Here is the code I am trying:
import dask.dataframe as dd
from dask.distributed import Client, LocalCluster
TARGETED_COLS = ['col1', 'col2', 'col3']
cluster = LocalCluster(
n_workers=4,
threads_per_worker=1,
timeout="60s"
)
client = Client(cluster)
file_path = "data/my_large_json_lines_file"
ddf = dd.read_json(file_path, lines=True, blocksize="128 MiB")
def process(df):
return df[TARGETED_COLS]
ddf2 = ddf.map_partitions(process).to_parquet("test.parquet")
and I get the following error:
ValueError: Metadata mismatch found in `from_delayed`.
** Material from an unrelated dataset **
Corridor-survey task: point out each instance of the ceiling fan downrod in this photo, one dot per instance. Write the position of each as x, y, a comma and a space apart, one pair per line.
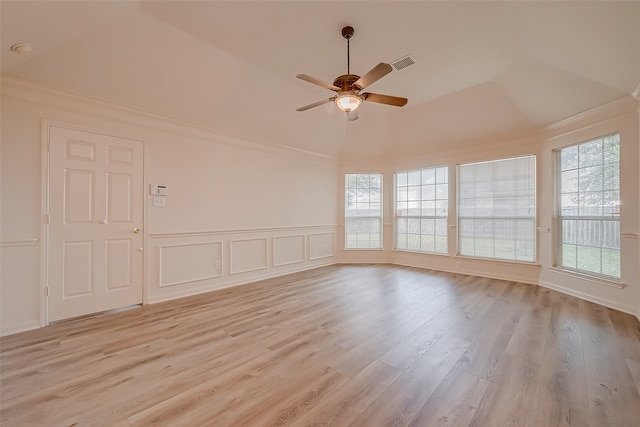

Partition type: `pandas.core.frame.DataFrame`
+--------------------------+---------+----------+
| Column | Found | Expected |
+--------------------------+---------+----------+
| 'demo_col1' | float64 | - |
| 'demo_col2' | object | - |
| 'demo_col3' | object | - |
Can someone please advice what can I do to fix this?
Note: I do not know the initial columns in advance, only the targeted columns are known.
Thank you!